A Lattice Physics Approach to Spin-Networks in Loop Quantum Gravity

TL;DR

This paper models a spin-network in loop quantum gravity as a tetrahedral lattice, deriving its structure and dynamics using lattice physics, and explores graviton-like excitations within this framework.

Contribution

It introduces a novel lattice physics approach to modeling spin-networks in loop quantum gravity, including a vertex Hamiltonian with potential terms and a new perspective on graviton excitations.

Findings

Derived lattice constant from area eigenvalues

Constructed a vertex Hamiltonian with Lennard-Jones potential

Identified twelve coherent excitations per vertex

Abstract

In this study, we model a spin-network in loop quantum gravity as a regular tetrahedral lattice, applying lattice physics techniques to study its structure and vertex dynamics. Using the area eigenvalue, $A\propto 8\pi l_P^2$, we derive a lattice constant $a = 2.707\,l_P$ and construct a vertex Hamiltonian incorporating a Lennard-Jones potential, zero-point energy, and simple harmonic oscillations.

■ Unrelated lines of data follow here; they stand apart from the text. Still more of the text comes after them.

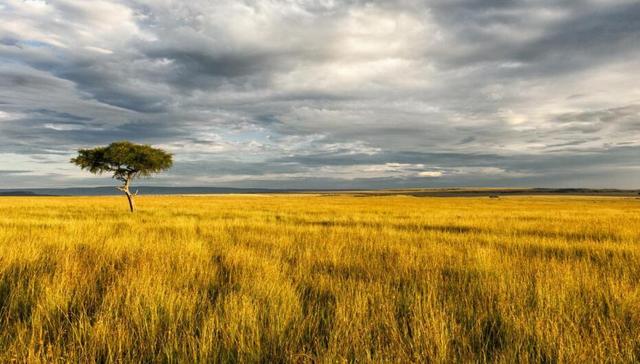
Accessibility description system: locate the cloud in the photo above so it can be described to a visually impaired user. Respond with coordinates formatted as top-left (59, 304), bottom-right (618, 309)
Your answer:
top-left (0, 0), bottom-right (640, 188)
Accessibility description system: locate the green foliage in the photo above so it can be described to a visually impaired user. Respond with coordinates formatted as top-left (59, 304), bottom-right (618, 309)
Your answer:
top-left (71, 141), bottom-right (173, 182)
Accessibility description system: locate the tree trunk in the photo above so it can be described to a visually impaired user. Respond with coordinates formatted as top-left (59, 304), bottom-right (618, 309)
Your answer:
top-left (125, 190), bottom-right (135, 212)
top-left (116, 178), bottom-right (137, 212)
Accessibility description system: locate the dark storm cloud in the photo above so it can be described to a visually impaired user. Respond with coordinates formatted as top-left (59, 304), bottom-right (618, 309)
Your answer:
top-left (0, 0), bottom-right (640, 188)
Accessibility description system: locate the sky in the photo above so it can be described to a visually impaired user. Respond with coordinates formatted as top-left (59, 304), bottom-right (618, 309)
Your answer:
top-left (0, 0), bottom-right (640, 189)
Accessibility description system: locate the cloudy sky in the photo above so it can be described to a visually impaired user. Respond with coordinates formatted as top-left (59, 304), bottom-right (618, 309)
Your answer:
top-left (0, 0), bottom-right (640, 188)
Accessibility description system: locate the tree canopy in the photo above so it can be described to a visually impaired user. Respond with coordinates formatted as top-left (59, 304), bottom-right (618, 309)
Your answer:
top-left (71, 141), bottom-right (173, 183)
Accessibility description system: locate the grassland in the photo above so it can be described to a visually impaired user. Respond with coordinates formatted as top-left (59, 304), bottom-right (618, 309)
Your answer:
top-left (0, 196), bottom-right (640, 363)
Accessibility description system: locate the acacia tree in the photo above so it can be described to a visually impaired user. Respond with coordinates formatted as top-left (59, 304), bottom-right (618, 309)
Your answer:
top-left (71, 141), bottom-right (173, 212)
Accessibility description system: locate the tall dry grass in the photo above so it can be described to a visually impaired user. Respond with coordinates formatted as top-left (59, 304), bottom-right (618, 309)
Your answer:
top-left (0, 196), bottom-right (640, 363)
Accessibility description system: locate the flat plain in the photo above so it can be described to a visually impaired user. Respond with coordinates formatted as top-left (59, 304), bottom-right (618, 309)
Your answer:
top-left (0, 195), bottom-right (640, 363)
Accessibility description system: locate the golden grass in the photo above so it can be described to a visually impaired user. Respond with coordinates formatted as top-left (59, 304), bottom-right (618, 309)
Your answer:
top-left (0, 196), bottom-right (640, 363)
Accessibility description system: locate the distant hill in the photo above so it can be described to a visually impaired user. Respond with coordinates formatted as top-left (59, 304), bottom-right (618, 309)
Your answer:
top-left (0, 186), bottom-right (289, 196)
top-left (0, 190), bottom-right (55, 196)
top-left (0, 186), bottom-right (640, 197)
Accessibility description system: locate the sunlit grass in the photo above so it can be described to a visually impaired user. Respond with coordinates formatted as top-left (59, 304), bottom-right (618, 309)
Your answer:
top-left (0, 196), bottom-right (640, 363)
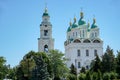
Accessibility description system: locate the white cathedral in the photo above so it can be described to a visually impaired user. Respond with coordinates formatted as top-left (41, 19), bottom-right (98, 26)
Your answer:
top-left (38, 8), bottom-right (103, 72)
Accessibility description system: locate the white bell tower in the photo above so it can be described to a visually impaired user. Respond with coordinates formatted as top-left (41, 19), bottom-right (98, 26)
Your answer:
top-left (38, 8), bottom-right (54, 52)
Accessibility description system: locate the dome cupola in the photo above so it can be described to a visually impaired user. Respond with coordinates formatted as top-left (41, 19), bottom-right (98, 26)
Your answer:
top-left (72, 17), bottom-right (78, 28)
top-left (78, 12), bottom-right (86, 25)
top-left (91, 18), bottom-right (97, 29)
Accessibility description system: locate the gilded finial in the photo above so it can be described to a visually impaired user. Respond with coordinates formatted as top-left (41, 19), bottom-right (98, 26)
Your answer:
top-left (88, 20), bottom-right (90, 28)
top-left (69, 20), bottom-right (72, 26)
top-left (74, 16), bottom-right (76, 22)
top-left (45, 7), bottom-right (48, 13)
top-left (93, 18), bottom-right (96, 24)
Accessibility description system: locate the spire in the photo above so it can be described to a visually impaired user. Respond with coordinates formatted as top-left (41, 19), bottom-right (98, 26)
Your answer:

A foliation approach enforces the Wheeler-DeWitt constraint via locally non-zero Hamiltonians that globally cancel. Graviton-like perturbations (treated here as spin-0 bosons) modify the vertex energy spectrum, with variational analysis suggesting twelve coherent excitations per vertex. This model frames flat spacetime as a graviton-rich lattice while enforcing a Brownian-like stochastic picture for the gravitons, and offers a basis for extension into curved quantum geometries.